Playbooks language example
---------------------------
Playbooks are expressed in `YAML <https://en.wikipedia.org/wiki/YAML>`_ format
Here is an example of a Playbook::
---
- hosts: webservers
vars:
http_port: 80
max_clients: 200
remote_user: root
tasks:
- name: ensure apache is at the latest version
yum: pkg=httpd state=latest
- name: write the apache config file
template: src=/srv/httpd.j2 dest=/etc/httpd.conf
notify:
- restart apache
- name: ensure apache is running (and enable it at boot)
service: name=httpd state=started enabled=yes
handlers:
- name: restart apache
service: name=httpd state=restarted
Every Playbook begins with three dashes at the very top of the file to indicate
that this is a YAML file.
This example Playbook contains only one Play. The play is composed of three parts:
- hosts
- tasks
- handlers
The hosts part specifies to which hosts in the Inventory this playbook applies and
how to connect to them.
The tasks part describes the desired state or actions to perform on the hosts.
The handlers part describes the handlers for this playbook (more on handlers later).
In the example above there are three tasks. Each task has a name, a module and zero
or more arguments for the module.
The first task specifies that we want the latest version of Apache installed on
the system. This is accomplished by the `yum` module.
The second task specifies a configuration file for Apache using a `template`.
Template files are written in `Jinja2 template language <http://jinja.pocoo.org/>`_.
The third task make sure the Apache web server is running using the `service` module.

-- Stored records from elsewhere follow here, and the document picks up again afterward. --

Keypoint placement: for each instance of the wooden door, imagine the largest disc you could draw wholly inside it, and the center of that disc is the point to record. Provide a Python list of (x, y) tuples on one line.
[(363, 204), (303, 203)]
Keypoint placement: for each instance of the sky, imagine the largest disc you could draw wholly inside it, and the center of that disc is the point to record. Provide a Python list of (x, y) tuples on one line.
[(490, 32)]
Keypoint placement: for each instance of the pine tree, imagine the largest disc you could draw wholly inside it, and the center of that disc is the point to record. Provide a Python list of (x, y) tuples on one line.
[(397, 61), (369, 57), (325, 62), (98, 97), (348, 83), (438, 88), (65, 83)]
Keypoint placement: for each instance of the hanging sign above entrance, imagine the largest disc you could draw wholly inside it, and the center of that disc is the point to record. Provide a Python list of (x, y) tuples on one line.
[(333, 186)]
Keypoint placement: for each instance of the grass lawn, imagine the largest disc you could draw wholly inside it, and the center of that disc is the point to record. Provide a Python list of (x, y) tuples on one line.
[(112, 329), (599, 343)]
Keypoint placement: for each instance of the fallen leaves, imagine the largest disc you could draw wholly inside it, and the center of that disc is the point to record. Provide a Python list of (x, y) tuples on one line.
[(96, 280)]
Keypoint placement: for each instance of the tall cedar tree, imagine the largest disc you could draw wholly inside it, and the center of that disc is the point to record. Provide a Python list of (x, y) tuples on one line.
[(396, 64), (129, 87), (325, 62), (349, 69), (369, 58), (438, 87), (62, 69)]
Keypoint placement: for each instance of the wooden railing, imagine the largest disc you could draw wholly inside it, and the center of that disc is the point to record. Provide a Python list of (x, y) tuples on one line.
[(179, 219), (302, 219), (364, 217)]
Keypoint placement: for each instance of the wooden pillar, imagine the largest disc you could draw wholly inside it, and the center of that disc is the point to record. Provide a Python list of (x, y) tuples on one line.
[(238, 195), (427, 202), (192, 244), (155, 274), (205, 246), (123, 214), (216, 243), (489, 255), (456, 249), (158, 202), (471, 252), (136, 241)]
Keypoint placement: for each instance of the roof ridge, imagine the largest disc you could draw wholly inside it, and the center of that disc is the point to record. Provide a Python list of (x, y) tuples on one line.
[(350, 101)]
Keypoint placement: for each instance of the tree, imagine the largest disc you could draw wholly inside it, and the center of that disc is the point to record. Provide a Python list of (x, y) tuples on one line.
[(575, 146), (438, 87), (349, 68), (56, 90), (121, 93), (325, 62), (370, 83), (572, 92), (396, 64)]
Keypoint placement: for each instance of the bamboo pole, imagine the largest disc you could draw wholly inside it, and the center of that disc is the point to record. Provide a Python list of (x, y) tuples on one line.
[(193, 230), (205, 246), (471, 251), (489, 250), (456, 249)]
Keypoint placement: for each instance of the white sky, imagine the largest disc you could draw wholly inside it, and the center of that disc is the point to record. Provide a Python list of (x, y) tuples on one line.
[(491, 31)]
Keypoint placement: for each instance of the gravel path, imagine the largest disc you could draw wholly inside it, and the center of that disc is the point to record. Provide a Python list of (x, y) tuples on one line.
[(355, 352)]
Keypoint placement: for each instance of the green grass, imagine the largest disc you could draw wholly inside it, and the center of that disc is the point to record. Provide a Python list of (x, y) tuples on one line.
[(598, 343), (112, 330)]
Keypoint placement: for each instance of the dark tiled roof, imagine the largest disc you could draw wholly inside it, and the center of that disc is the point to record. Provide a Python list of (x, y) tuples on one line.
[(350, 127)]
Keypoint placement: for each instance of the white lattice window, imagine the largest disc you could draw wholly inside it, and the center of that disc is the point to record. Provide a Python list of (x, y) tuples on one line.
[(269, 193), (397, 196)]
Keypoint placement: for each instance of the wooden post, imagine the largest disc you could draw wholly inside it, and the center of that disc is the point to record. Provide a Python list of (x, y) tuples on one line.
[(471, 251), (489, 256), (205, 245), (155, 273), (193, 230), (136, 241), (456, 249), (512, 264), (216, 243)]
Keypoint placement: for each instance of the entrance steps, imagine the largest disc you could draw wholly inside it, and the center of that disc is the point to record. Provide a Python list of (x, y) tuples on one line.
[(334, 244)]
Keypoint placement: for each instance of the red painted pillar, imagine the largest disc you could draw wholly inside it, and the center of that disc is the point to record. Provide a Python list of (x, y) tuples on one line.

When you run a Playbook using the ansible-playbook command, Ansible will connect to
the hosts specified in the hosts section and run the tasks one by one, in order.
One or more tasks may have a `notify` section (just like the second task in our example).
The `notify` actions are triggered at the end of each block of tasks in a playbook,
and will only be triggered once even if notified by multiple different tasks.
When triggered, the corresponding handler will be executed.
In the example above the handler will restart Apache because we changed a config
file.
Run a Playbook
--------------
Now that we have created a sample Playbook, save it on the file system and execute it::
ansible-playbook test.yml -u geo
PLAY [84.33.2.70] *************************************************************
GATHERING FACTS ***************************************************************
ok: [84.33.2.70]
TASK: [test] ******************************************************************
ok: [84.33.2.70]
PLAY RECAP ********************************************************************
84.33.2.70 : ok=2 changed=0 unreachable=0 failed=0
This concludes our brief tutorial on Ansible. For a more thorough introduction
refer the `official documentation <https://docs.ansible.com/>`_.
Also, take a look at the `Ansible examples repository <https://github.com/ansible/ansible-examples>`_
or a set of Playbooks showing common techniques.